Tempo di imparare, la copertina del libro

Tempo di imparare, la copertina del libro

A che età si smette di imparare e si diventa dei semplici e meri educatori? La rubrica Un libro per piccoli lettori prova a rispondere a questo interrogativo tramite le parole di Valeria Parrella in Tempo di imparare. L’obiettivo è quello di mostrare la specialità di ogni singolo bambino, bellezza e felicità di ogni madre e, soprattutto, persona da far crescere ma da cui prendere esempio per migliorarsi quotidianamente. La rubrica propone questo intimo romanzo per abbracciare le difficoltà di chi vive ogni giorno accanto alla diversità del proprio bambino, mostrandone ed elogiandone il coraggio e la straordinarietà.

STORIA DI UNA MADRE E DI UN FIGLIO – Una donna e suo figlio Arturo vivono nelle pagine di questo romanzo che racconta, in modo semplice e poetico, la loro quotidianità; una quotidianità diversa dalla tradizione familiare, fatta di difficoltà, visite mediche e neurologiche e ostacoli da affrontare in ogni singolo momento perché Arturo è affetto da una disabilità. È da questo punto fermo che parte l’esistenza dei due, costretti ad accettare e superare questo scoglio che pare intramontabile, soprattutto in un mondo lento e poco sensibile alle esigenze di tutti. Imparare è l’unica via di uscita e ogni giorno è il momento giusto per comprendere qualcosa di nuovo; madre e figlio diventano, intercambiabilmente, maestri ed allievi, imparando a confidarsi e a scambiarsi le reciproche conoscenze. La mamma insegna ad Arturo la tecnica della vita, come muoversi, come legare i lacci delle scarpe, come affrontare le molteplici peripezie da affrontare; lui le insegna a guardare il mondo da una prospettiva nuova, diversa e, soprattutto, le insegna ad accettarlo e ad amarlo nella sua complessità. Il rapporto tra madre e figlio è descritto con un’incredibile intimità, complice l’espediente stilistico di scrivere il romanzo completamente in prima persona, come fosse un diario personale, assicurando l’immedesimazione del lettore.

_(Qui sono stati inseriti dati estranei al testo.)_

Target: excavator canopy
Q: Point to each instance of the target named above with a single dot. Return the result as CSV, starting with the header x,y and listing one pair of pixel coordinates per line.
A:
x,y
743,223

La lotta della madre inizia dal principio, divisa tra asili e Asl per capire quale fosse la lettera corrispondente alla disabilità di Arturo, al fine di affiancarlo nella difficile conquista della crescita. Il racconto si suddivide così tra momenti necessari e difficoltosi, come le strazianti visite mediche, non aiutate dalla lentezza burocratica e dall’inciviltà del sistema, e paesaggi, giochi e mostre da vedere, per permettere ad Arturo di godersi la sua infanzia, non solo fatta di ospedali.

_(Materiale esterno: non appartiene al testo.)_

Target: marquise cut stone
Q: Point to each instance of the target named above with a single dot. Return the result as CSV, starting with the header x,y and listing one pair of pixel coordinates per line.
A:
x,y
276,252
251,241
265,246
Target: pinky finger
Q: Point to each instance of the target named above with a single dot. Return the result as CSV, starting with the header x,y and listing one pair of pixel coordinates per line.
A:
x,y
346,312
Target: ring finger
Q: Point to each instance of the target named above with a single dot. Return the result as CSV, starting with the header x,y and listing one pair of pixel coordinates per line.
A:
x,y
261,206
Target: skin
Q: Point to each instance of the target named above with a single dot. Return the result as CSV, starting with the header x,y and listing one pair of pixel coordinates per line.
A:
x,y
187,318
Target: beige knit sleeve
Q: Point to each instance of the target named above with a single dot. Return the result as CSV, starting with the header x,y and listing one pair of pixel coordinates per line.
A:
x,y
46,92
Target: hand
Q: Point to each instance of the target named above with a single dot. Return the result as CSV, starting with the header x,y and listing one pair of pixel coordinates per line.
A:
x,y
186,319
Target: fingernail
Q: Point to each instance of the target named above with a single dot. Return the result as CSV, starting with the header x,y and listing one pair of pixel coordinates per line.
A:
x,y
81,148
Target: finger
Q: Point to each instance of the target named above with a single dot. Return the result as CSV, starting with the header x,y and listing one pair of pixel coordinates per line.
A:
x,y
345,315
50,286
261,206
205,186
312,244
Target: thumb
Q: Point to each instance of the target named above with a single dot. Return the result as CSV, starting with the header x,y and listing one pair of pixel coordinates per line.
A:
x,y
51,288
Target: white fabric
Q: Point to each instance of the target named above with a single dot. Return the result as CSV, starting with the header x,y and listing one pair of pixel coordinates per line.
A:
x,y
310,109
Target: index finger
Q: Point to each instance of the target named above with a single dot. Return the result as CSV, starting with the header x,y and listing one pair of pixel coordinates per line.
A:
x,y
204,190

IMPARARE A CONVIVERE CON LA DIVERSITÁ - L’autrice non si nasconde dietro facili moralismi e mostra, nella sua interezza, il dramma vissuto dalla donna, anche nel rifiuto iniziale dell’handicap del figlio e nella paura di non farcela ad accettare una situazione non prevista, «E io mi preparo. La mattina faccio la cartella: elmetto, e mela per la merenda. Fucile e quaderno a quadretti grandi. Marca da bollo e penna con l’impugnatura facilitata. Vestito buono e cuore cattivo. Mi preparo – ma accettare, quello ancora non riesco», sono le parole della protagonista, nella difficile fase iniziale. Ed è in questo momento che Valeria Parrella risponde, con una straziante e spiazzante semplicità, alla domanda iniziale, mostrando come in ogni momento una madre impara dal proprio bambino. Nel caso specifico la madre di Arturo impara ad amare nuovamente, impara a convivere con le difficoltà del figlio, impara ad accettare tutto quello che ha, apprezzandone la specialità e, soprattutto, impara a vivere e a costruire la felicità. Il libro, nudo e reale fino allo stremo, è scritto con una tale naturalezza da permettere al lettore di vivere tramite esso, riuscendo così a diventare esso stesso allievo di Arturo. Tempo di imparare, con il suo esaustivo titolo, scandisce le battute ritmiche di un reciproco apprendimento, concludendosi con un’inevitabile maturazione di entrambi i protagonisti, che potranno finalmente definirsi completi e guardarsi a distanza come una madre e un figlio diventati adulti. Nonostante la storia abbia come protagonisti due specifici personaggi, Valeria Parrella dirige il suo romanzo riuscendo a descrivere la normalità della vita, incombendo in difficoltà e antipatie quotidiane che tutti i lettori di questo libro avranno incontrato; ad esempio la scelta della scuola ricade su quella in cui «all’insegnante con cui parlavo squillò due volte il cellulare e non rispose», afferma convintamente la madre richiamando alla mente del lettore episodi similari; ed è proprio in questa storia, dove la normalità sembra essere del tutto assente, che questa risplende e riempie il romanzo.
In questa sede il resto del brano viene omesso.